23 Mart 2013 Cumartesi

Almanlar ve Demet Akalın

            Merhaba arkadaşlar bu hafta değineceğim mesele aslında hepimize yakın bir konu. Alkol alımı ile doğru orantıda azalan müzik zevkinden bahsedeceğim. En azından kendi adıma söylemek gerekirse alkol tüketimim arttığı zaman müzik zevkimde gözle görülür şekilde bir düşüş oluyor . Ayıkken elimde şarabım (bkz: ayıkken elde şarap), şömine karşısında jazz dinleyen bir insanda değilim tabi sözlerim yanlış anlaşılmasın. Benim bahsettiğim düşüş en dibe iniş, bir nevi ground zero. Normal zamanda türkçe müzik dinleyemeyen bünyem, en ufak promili gördüğünde demet akalın ile eller havaya yapabilecek kıvama geliyor. Normal günlerde Opeth, Radiohead dinleyen bir insanken alkol aldığımda gülşen, serdar ortaç falan dinliyorum sayın okurlarım. Bir nevi " Dr. Jekyll ve Mr. Hyde " olayı söz konusu. Hatta geçen gün kendimi zu spat'in nakaratına eşlik etmeye çalışırken yakalayınca durumun iyiye gitmediğini farkettim. İşin ilginç yanı, alkollüyken gayet güzel almanca konuştuğumu düşünüyor olmam.
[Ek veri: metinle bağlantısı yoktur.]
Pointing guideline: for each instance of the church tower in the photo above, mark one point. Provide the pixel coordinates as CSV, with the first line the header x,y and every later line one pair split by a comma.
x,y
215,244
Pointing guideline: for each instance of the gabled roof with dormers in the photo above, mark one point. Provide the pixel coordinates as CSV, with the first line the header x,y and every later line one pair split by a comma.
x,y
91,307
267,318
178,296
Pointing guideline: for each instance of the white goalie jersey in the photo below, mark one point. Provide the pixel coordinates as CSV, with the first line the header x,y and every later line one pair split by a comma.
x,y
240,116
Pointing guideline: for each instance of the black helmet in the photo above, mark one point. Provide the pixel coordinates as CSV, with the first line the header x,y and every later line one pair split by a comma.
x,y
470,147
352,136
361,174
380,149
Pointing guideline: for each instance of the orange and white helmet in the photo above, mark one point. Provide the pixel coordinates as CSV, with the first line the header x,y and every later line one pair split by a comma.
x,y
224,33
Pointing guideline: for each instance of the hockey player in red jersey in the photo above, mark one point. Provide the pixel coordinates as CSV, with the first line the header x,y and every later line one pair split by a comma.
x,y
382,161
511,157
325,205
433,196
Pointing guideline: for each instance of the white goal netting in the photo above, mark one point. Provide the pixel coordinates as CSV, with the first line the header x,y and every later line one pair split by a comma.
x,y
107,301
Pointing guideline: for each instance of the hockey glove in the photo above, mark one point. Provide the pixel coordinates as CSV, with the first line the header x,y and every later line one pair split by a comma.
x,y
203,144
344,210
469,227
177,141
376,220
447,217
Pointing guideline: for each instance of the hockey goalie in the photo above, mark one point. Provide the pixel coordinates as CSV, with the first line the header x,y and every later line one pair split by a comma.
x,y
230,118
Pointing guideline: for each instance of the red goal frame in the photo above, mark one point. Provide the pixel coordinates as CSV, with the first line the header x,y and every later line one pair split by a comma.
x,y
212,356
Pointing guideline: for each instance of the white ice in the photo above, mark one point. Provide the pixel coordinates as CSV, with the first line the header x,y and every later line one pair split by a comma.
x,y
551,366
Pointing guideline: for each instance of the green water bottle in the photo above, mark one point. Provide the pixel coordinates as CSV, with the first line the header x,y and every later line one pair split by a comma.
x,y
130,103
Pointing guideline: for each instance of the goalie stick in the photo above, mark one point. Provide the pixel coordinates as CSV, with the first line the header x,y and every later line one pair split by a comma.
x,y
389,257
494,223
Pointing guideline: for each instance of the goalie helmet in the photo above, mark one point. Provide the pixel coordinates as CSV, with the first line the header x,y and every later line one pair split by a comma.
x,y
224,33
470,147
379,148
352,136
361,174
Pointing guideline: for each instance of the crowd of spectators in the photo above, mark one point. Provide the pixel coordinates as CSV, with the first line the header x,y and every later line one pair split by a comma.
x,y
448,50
          Ha bu arada almanca demişken, almancanın o gizemli dünyasına da değinmeden olmaz. Her şeyleri gibi dillerini de mantığın üstüne oturmuş sayın mekanik alman arkadaşların. Acaba nasıl daha zorlaştırabiliriz , nasıl başka ırklardan insanlar dilimizi anlayamaz diye oldukça kastırdıkları, sırf bu yüzden 2.dünya savaşına ağırlıklarını vermediklerini ve başarısızlığa sürüklendikleri insan düşünmüyor değil. Hadi "tatlı" demeyelim ama onun yerine " masaya sonradan gelen"(nachtisch) diyelim diye düşünen ilk almanın ellerinden öpüyorum, adolf hitler imzalı mesut özil formasını evine yolluyorum.